District information
- Superintendent: Michael Borgfjord
- Chair of the board: Devonna Klaassen
- Schools: 32

Students and staff
- Students: 13,000+
- Teachers: 720
- Staff: 634

Other information
- Website: www.blackgold.ca

= Black Gold Regional Division No. 18 =

School district in Alberta, Canada

Black Gold School Division is a public school authority in Central Alberta, Canada, headquartered in Nisku.

== Size ==
Black Gold School Division (BGSD) is the 7th largest public school division in Alberta with approximately 13,000 students in 32 schools.
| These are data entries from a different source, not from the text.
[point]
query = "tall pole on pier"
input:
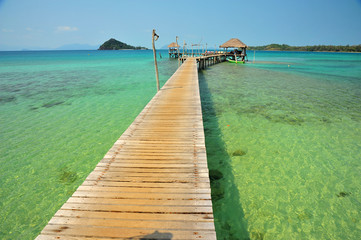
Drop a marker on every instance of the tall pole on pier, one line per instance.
(176, 41)
(155, 38)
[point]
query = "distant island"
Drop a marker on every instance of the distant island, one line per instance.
(113, 44)
(316, 48)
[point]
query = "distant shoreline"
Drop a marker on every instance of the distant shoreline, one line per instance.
(249, 49)
(315, 48)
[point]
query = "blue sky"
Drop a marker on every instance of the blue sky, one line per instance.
(48, 24)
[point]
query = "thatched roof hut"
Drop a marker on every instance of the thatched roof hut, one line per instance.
(233, 43)
(173, 45)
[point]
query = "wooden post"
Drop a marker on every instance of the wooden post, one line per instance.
(176, 41)
(155, 38)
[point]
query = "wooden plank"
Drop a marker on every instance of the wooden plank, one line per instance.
(119, 233)
(137, 216)
(153, 183)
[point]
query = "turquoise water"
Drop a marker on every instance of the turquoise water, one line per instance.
(60, 112)
(283, 136)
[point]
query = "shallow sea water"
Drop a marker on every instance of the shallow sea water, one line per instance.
(290, 148)
(283, 136)
(60, 112)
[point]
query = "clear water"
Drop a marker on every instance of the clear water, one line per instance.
(283, 136)
(60, 112)
(285, 133)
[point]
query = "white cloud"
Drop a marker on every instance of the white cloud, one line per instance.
(66, 29)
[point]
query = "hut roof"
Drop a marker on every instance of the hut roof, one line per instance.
(173, 45)
(233, 43)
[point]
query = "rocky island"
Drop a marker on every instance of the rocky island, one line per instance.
(113, 44)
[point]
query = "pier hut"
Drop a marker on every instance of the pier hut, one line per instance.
(239, 49)
(174, 50)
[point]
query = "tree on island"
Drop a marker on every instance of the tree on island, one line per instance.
(113, 44)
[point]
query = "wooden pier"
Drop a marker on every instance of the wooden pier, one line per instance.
(153, 183)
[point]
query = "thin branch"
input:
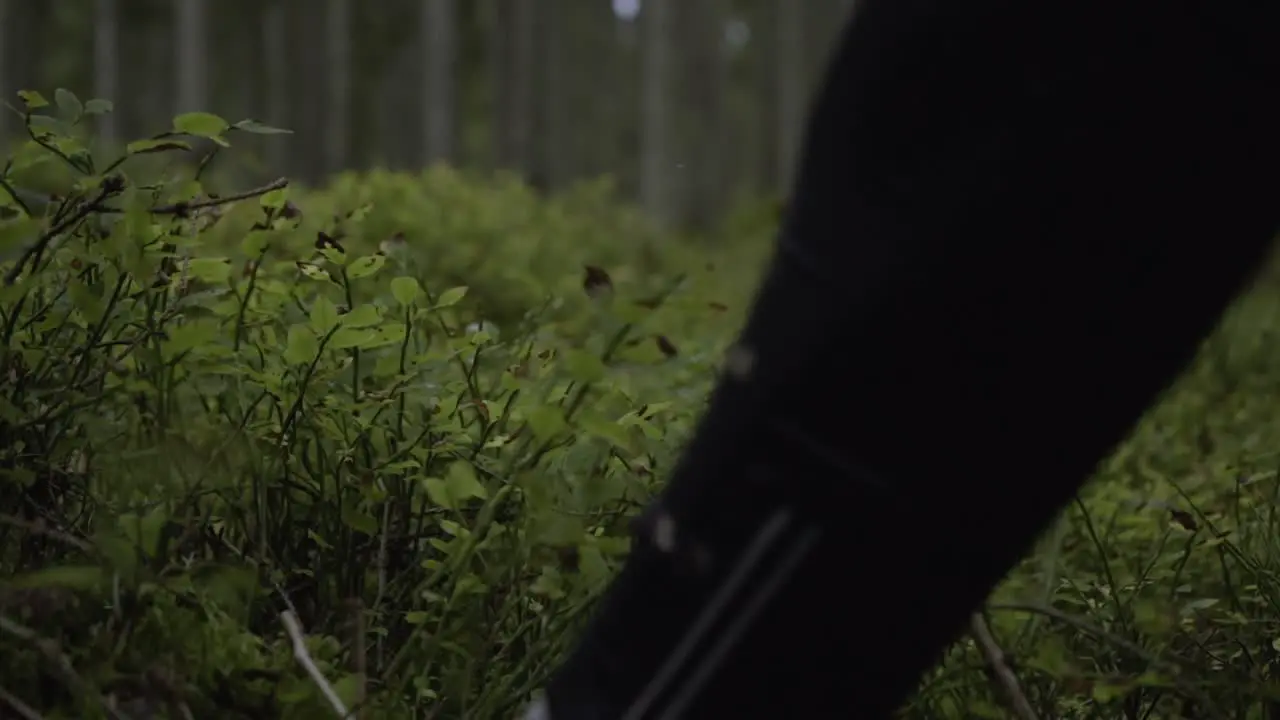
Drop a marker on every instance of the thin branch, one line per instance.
(41, 528)
(49, 648)
(179, 208)
(41, 242)
(995, 657)
(300, 652)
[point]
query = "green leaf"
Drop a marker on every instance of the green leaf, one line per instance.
(71, 577)
(32, 99)
(353, 337)
(99, 106)
(406, 290)
(18, 232)
(274, 199)
(315, 273)
(545, 422)
(210, 269)
(438, 492)
(362, 317)
(255, 242)
(359, 520)
(145, 146)
(187, 336)
(334, 255)
(451, 296)
(584, 367)
(259, 128)
(200, 124)
(324, 315)
(302, 346)
(68, 104)
(365, 267)
(464, 483)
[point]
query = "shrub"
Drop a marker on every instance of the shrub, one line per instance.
(208, 423)
(382, 441)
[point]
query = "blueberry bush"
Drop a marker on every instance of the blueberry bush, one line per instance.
(371, 450)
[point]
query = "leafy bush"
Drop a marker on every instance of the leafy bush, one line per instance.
(266, 452)
(201, 434)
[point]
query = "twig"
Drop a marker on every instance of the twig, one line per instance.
(359, 654)
(995, 657)
(41, 242)
(95, 205)
(177, 208)
(300, 652)
(1138, 651)
(22, 709)
(49, 648)
(41, 528)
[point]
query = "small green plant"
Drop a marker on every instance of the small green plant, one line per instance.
(371, 450)
(257, 463)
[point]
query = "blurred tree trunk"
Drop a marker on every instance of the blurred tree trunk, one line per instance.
(307, 90)
(275, 82)
(439, 36)
(19, 59)
(791, 87)
(656, 136)
(337, 127)
(192, 55)
(704, 74)
(106, 64)
(513, 64)
(553, 119)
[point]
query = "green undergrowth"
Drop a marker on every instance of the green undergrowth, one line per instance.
(408, 417)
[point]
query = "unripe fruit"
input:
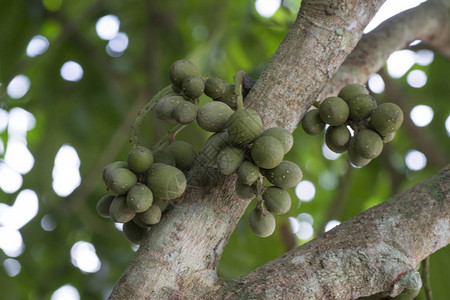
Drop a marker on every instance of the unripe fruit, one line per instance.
(163, 156)
(166, 105)
(103, 205)
(334, 111)
(133, 232)
(262, 223)
(244, 126)
(120, 180)
(282, 135)
(352, 90)
(267, 152)
(193, 87)
(214, 87)
(184, 154)
(312, 123)
(248, 173)
(214, 116)
(361, 106)
(277, 200)
(166, 182)
(185, 112)
(368, 143)
(151, 216)
(386, 118)
(119, 211)
(139, 159)
(139, 197)
(285, 175)
(180, 70)
(229, 159)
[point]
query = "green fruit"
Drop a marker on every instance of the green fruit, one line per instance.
(184, 154)
(368, 143)
(166, 182)
(337, 138)
(139, 159)
(214, 116)
(277, 200)
(353, 156)
(285, 175)
(229, 159)
(312, 123)
(245, 192)
(352, 90)
(120, 180)
(119, 210)
(214, 87)
(193, 87)
(133, 232)
(261, 222)
(386, 118)
(104, 204)
(267, 152)
(185, 112)
(248, 173)
(163, 156)
(180, 70)
(334, 111)
(151, 216)
(228, 97)
(282, 135)
(361, 106)
(139, 197)
(244, 126)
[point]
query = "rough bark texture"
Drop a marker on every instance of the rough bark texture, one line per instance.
(179, 256)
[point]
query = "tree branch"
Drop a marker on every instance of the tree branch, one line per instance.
(366, 255)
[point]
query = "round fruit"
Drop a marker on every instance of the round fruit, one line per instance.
(229, 159)
(184, 154)
(151, 216)
(139, 159)
(119, 211)
(133, 232)
(166, 182)
(337, 138)
(244, 126)
(163, 156)
(312, 123)
(261, 222)
(386, 118)
(352, 90)
(277, 200)
(120, 180)
(282, 135)
(185, 112)
(103, 205)
(267, 152)
(139, 197)
(285, 175)
(248, 173)
(214, 87)
(361, 106)
(368, 143)
(193, 87)
(180, 70)
(166, 105)
(334, 111)
(214, 116)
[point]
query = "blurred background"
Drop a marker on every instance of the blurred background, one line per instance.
(73, 75)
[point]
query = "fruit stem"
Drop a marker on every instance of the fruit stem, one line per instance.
(238, 79)
(143, 113)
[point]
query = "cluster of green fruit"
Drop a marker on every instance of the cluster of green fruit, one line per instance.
(373, 125)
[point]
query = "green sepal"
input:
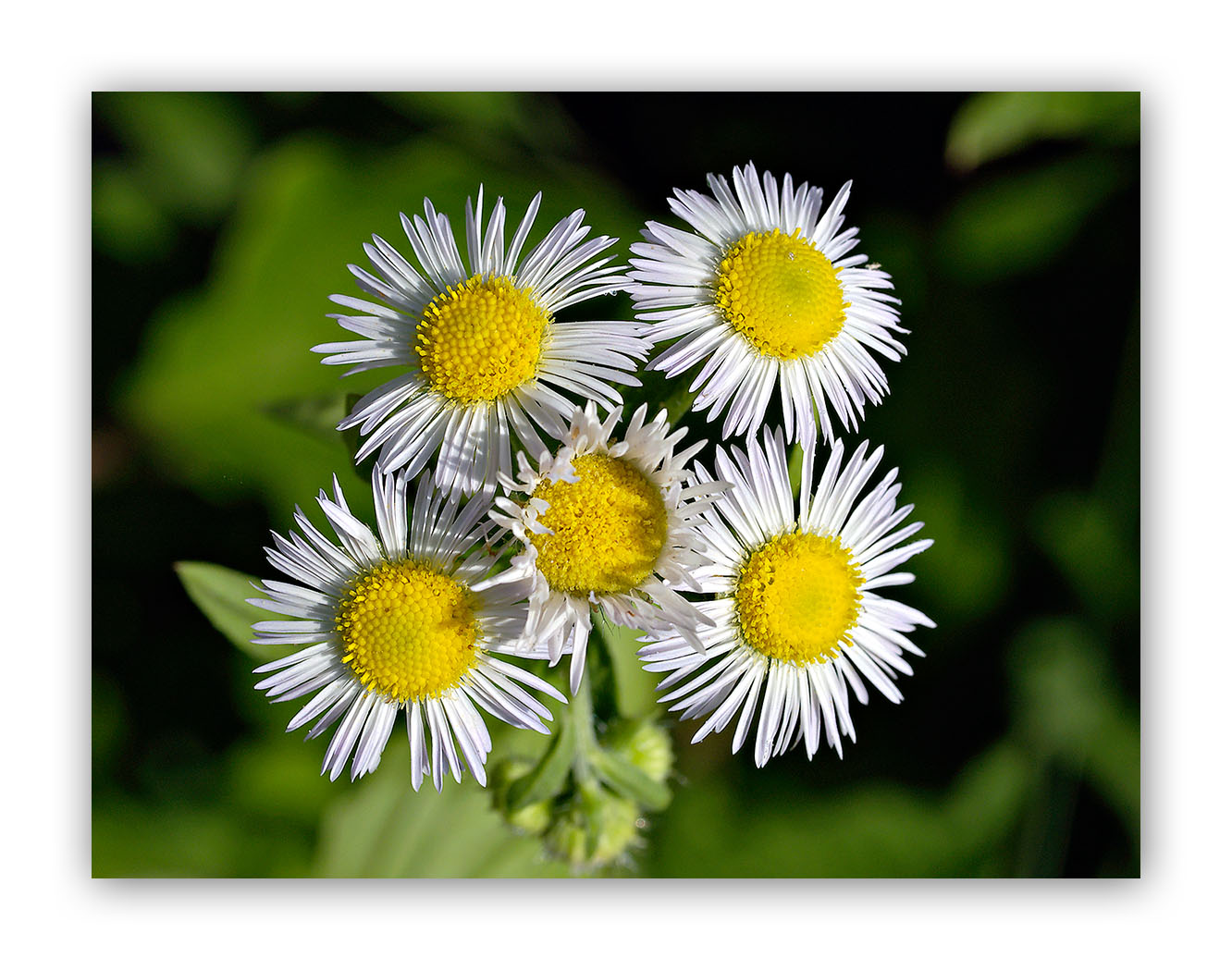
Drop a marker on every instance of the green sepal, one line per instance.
(630, 780)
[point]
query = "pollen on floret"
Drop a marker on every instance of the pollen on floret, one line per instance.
(481, 338)
(608, 527)
(782, 293)
(797, 597)
(407, 631)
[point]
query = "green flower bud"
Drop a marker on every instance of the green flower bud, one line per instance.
(599, 829)
(534, 817)
(645, 745)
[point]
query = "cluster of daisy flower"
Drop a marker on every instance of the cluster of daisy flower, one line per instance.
(512, 504)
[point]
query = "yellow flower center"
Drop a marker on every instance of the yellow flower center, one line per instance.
(481, 338)
(797, 598)
(782, 293)
(609, 527)
(408, 631)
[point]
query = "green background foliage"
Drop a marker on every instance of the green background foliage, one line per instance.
(1010, 224)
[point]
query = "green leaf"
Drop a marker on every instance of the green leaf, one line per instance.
(630, 780)
(997, 123)
(548, 776)
(221, 595)
(634, 687)
(382, 828)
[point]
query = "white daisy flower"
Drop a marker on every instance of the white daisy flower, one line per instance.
(765, 293)
(407, 620)
(477, 344)
(796, 618)
(611, 526)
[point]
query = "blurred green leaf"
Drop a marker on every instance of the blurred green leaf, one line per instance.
(548, 778)
(221, 595)
(217, 366)
(190, 147)
(126, 223)
(1082, 537)
(1068, 706)
(169, 840)
(386, 829)
(1020, 222)
(872, 829)
(995, 123)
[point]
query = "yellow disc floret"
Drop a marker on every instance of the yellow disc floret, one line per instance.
(797, 598)
(609, 527)
(481, 338)
(408, 631)
(782, 293)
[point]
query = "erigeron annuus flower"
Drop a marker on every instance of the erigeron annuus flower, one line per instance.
(797, 618)
(764, 294)
(611, 526)
(409, 620)
(477, 344)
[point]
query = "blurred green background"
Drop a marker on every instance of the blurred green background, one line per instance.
(1010, 224)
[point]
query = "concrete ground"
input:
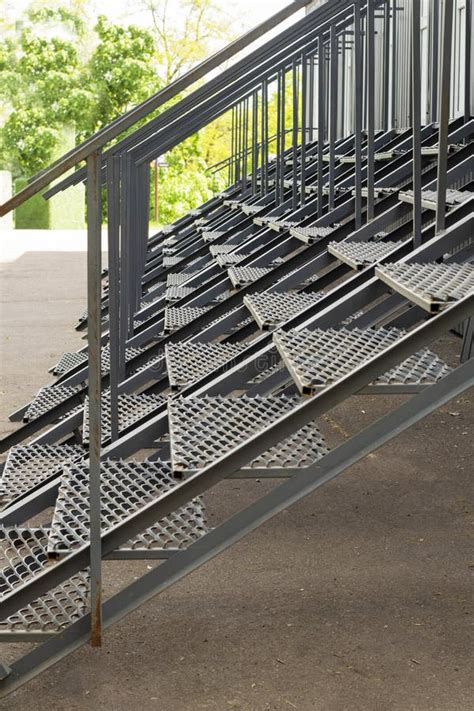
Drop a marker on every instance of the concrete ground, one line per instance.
(359, 598)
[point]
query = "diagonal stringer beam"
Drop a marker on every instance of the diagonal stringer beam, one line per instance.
(242, 523)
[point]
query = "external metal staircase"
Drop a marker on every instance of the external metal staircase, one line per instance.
(216, 346)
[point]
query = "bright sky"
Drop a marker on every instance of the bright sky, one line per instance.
(251, 11)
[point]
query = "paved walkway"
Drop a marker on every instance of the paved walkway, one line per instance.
(358, 599)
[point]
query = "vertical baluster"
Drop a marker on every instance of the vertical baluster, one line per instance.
(94, 279)
(416, 121)
(358, 91)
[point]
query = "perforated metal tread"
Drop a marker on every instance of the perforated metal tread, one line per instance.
(360, 254)
(225, 260)
(176, 317)
(127, 487)
(48, 398)
(28, 466)
(269, 309)
(179, 278)
(317, 358)
(309, 235)
(432, 286)
(429, 197)
(24, 551)
(131, 410)
(187, 362)
(202, 429)
(252, 209)
(212, 235)
(242, 276)
(68, 361)
(175, 293)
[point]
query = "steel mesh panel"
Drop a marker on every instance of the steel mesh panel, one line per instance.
(453, 197)
(318, 358)
(179, 278)
(48, 398)
(131, 409)
(361, 254)
(171, 261)
(202, 429)
(72, 360)
(29, 465)
(312, 234)
(211, 236)
(187, 362)
(126, 487)
(242, 276)
(216, 249)
(431, 285)
(175, 293)
(272, 308)
(176, 317)
(224, 260)
(24, 550)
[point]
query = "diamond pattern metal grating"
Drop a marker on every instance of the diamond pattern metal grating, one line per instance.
(28, 466)
(68, 361)
(269, 309)
(360, 254)
(127, 487)
(24, 550)
(432, 286)
(242, 276)
(317, 358)
(48, 398)
(131, 410)
(187, 362)
(202, 429)
(176, 317)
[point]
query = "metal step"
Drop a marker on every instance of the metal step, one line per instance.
(126, 488)
(269, 309)
(252, 209)
(24, 552)
(171, 261)
(212, 235)
(176, 317)
(48, 398)
(68, 361)
(225, 260)
(203, 429)
(175, 293)
(315, 359)
(429, 197)
(431, 286)
(131, 410)
(242, 276)
(359, 255)
(179, 278)
(309, 235)
(187, 362)
(28, 466)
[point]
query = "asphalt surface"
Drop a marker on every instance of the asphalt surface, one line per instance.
(359, 598)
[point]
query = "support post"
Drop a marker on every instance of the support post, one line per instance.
(446, 32)
(416, 121)
(94, 277)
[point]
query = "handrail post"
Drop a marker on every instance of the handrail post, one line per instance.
(94, 282)
(446, 31)
(416, 121)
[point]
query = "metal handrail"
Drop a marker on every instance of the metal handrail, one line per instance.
(130, 118)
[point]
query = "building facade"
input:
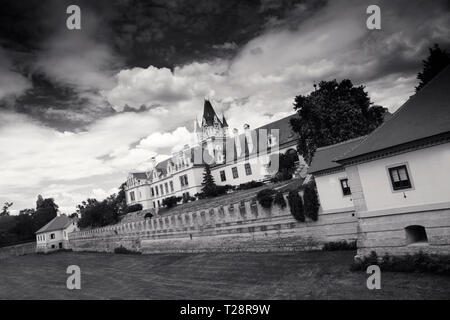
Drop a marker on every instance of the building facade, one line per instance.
(233, 158)
(55, 234)
(396, 178)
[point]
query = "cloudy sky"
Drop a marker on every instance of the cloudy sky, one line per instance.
(79, 109)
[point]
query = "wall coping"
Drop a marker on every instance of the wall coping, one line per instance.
(403, 210)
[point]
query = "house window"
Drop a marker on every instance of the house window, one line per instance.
(399, 177)
(248, 169)
(345, 187)
(184, 180)
(235, 173)
(416, 234)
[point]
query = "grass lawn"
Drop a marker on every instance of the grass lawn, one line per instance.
(305, 275)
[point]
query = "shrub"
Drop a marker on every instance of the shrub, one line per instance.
(134, 208)
(265, 198)
(311, 202)
(296, 205)
(187, 198)
(279, 200)
(123, 250)
(281, 175)
(171, 202)
(339, 245)
(419, 262)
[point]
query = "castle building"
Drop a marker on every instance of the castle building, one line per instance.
(234, 159)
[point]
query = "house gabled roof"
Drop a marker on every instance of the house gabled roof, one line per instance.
(58, 223)
(424, 115)
(324, 156)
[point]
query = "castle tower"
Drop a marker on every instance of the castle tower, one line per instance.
(212, 126)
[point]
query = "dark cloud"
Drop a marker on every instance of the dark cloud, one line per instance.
(68, 68)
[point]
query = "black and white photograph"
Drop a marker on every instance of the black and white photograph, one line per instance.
(226, 155)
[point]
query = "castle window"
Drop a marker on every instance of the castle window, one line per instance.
(248, 169)
(235, 173)
(416, 234)
(400, 178)
(345, 187)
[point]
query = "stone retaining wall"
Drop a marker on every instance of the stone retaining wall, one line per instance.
(241, 226)
(384, 232)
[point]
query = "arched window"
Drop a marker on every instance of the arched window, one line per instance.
(416, 234)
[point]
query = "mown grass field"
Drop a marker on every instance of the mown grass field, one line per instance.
(306, 275)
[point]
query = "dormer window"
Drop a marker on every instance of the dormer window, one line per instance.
(400, 178)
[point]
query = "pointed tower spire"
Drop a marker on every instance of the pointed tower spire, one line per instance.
(208, 114)
(224, 121)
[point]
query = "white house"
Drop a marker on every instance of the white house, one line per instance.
(397, 177)
(234, 159)
(55, 234)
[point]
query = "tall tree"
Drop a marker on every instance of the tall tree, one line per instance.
(209, 187)
(46, 210)
(436, 61)
(335, 112)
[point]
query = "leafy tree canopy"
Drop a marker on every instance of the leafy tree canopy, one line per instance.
(335, 112)
(209, 187)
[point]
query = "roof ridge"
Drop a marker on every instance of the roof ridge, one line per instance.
(340, 143)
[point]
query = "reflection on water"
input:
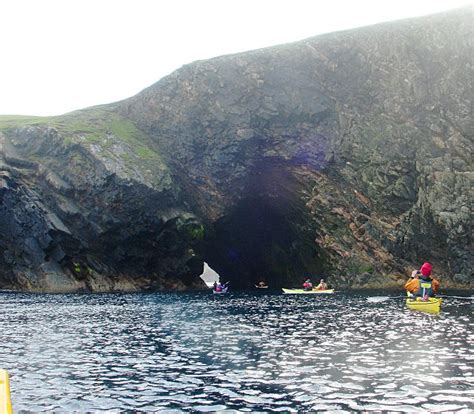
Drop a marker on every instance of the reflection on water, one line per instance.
(245, 351)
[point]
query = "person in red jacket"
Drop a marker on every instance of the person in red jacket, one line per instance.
(421, 284)
(307, 285)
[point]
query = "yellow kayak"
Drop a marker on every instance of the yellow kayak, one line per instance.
(5, 401)
(432, 305)
(307, 292)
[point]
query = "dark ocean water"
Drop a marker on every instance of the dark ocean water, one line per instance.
(242, 352)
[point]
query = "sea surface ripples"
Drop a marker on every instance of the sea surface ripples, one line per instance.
(242, 352)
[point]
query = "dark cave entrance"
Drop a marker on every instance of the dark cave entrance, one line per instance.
(267, 236)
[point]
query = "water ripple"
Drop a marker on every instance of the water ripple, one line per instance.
(243, 352)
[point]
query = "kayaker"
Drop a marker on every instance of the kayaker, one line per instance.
(322, 285)
(307, 285)
(421, 284)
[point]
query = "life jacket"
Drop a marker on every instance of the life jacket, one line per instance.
(425, 289)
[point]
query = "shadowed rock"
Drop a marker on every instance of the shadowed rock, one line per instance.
(347, 155)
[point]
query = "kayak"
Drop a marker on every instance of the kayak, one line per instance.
(308, 292)
(431, 305)
(5, 400)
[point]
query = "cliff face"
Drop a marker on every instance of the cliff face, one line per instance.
(346, 155)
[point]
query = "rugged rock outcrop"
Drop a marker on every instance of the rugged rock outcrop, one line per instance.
(347, 155)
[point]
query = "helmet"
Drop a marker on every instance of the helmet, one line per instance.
(426, 269)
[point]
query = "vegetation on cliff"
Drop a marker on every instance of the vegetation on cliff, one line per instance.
(347, 155)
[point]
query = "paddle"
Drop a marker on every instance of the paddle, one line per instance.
(456, 297)
(377, 299)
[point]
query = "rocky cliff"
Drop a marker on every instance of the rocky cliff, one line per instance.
(347, 155)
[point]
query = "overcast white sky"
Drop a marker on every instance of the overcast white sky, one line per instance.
(62, 55)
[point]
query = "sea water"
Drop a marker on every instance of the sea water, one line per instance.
(240, 352)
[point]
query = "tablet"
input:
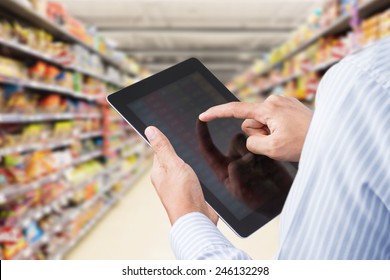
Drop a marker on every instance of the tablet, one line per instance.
(244, 189)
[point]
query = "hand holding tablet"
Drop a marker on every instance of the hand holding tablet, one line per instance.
(246, 190)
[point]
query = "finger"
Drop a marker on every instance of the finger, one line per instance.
(239, 110)
(216, 160)
(253, 127)
(261, 145)
(237, 147)
(162, 148)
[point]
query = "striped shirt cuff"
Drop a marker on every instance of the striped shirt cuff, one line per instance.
(194, 236)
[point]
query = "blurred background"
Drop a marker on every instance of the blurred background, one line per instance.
(74, 177)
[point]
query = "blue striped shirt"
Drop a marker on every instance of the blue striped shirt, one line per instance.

Formed in 1995, BGSD serves Leduc County, and several municipalities within it, including Beaumont, Calmar, Devon, the city of Leduc, Thorsby, and Warburg.

The division provides education from pre-kindergarten to grade 12, and offers second language instruction, Career and Technology Studies (CTS) programs, as well as specialized support and disabilities services.

Approximately 720 teachers and 634 support staff are employed by the division.

== Governance ==
The Board of Trustees of Black Gold School Division is composed of seven trustees, elected as follows, according to Bylaw No. 1-95: one from the Town of Beaumont, one from the town of Devon, two from the city of Leduc, and three from subdivisions of the remainder of Leduc County.

The Board of Trustees provide overall direction and leadership to the School Division, and is accountable for the provision of appropriate educational services and programs to resident students in keeping with the requirements of government legislation and the values of voters.

== French immersion ==
Black Gold School Division offers Early French Immersion in its Beaumont and Leduc schools with the objective of providing full mastery of the English language, functional fluency in French, as well as an understanding and appreciation of Francophone culture (including that of the Franco-Albertans). Early immersion means that students begin their immersion experience in Kindergarten or Grade 1 and continue in the program to Grade 12.